Wednesday, August 31, 2011

Win Probability and Tennis

As a huge baseball statistics nerd, I love Fangraphs.com.  Well, I don't really read many of their articles, nor do I engage in their often contentious comment threads.  Rather, I love the thing that made it famous: win probability graphs.  If you haven't seen one, they look like this.

Hey look, the Royals lost a game they should have won!

The premise is simple.  Given any game situation, you can calculate - based on the number of expected runs scored for both the remainder of the inning and the remainder of the game - how likely each team is to win.  Certain events, like home runs, tend to increase your odds significantly, while others, like strikeouts with the bases loaded and two outs, tend to hurt them.  Of course, context becomes extremely important, and the graph will fluctuate more in closer games like the Royals versus Tigers game above.

Now the cool part is not even the graph itself, but the "Leverage Index" beneath it.  Basically, the amount of change that is possible/likely in any given situation is mapped beneath the graph.  This leads to a clear, quantitative mapping of high and low leverage situations.  This in turn, leads to cool calculations of things like "clutch," which fangraphs calculates by comparing a player's performance in low leverage situations to his performance in high leverage ones (instead of the standard, and unsatisfying "close and late").

All of this is old hat to baseball fans, and my point isn't to recap what you already know or could find on fangraphs.  Rather, I want to put out a call to coders, web developers, and tennis fans to do this for tennis.  I've seen a man named Jeff Sackmann produce a "Tennis Win Expectancy Graph" for a particular match, but as far as I know, there is no widely available tool to let tennis fans calculate win probability on their own, much less a live scoreboard like on fangraphs.

If anything, win probability for tennis should be simpler than for baseball.  Rather than having to calculate run expectancies, your set of variables are much, much smaller.  If you use the tour wide statistic, as Sackmann does, that the server will win 64% of points, you can, theoretically, easily produce a win probability algorithm.  Turning that into a graph is obviously not too difficult, given Sackmann's own work.

So let's make it happen!

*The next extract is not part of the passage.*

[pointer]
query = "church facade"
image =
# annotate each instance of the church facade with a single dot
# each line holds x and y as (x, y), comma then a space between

Tennis needs would benefit from win probability graphs as much as baseball.  Questions that win probability (and leverage index) could help answer include:
1) Do great players "raise their level" on key points, or are they just always better?
2) How much of a difference in point-by-point leverage is there between a three and five set match?
3) What is the "most important" point in a given match?
There are countless others, so I won't list them all.  But even these should whet the appetite of the statistically-minded tennis fan.

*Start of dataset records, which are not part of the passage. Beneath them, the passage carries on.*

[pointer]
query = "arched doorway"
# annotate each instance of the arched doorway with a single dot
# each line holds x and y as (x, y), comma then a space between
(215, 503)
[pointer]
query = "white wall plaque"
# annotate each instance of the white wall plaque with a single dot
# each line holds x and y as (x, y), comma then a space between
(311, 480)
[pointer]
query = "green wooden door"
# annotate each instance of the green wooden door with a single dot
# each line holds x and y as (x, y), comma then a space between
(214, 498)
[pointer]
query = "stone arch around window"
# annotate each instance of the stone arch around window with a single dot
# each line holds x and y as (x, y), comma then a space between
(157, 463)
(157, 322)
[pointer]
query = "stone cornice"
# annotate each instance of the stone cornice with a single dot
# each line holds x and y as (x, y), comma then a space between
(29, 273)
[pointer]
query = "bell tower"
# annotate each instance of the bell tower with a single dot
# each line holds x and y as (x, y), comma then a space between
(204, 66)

Now you're probably thinking: "great, so do it yourself."  If only I could.  I have spent most of the day watching the U.S. Open and playing around with Excel.  But while the mathematics are not beyond me (though they are harrier than you might think), the coding is.  Perhaps someone else wants to take the baton?  If so, I'd be a happy contributor, cheerleader, partner in the process, to whatever degree I can.

Hey, fangraphs isn't just graphs, it's also writers.  If someone starts "tennisgraphs," I'll be happy to write for it.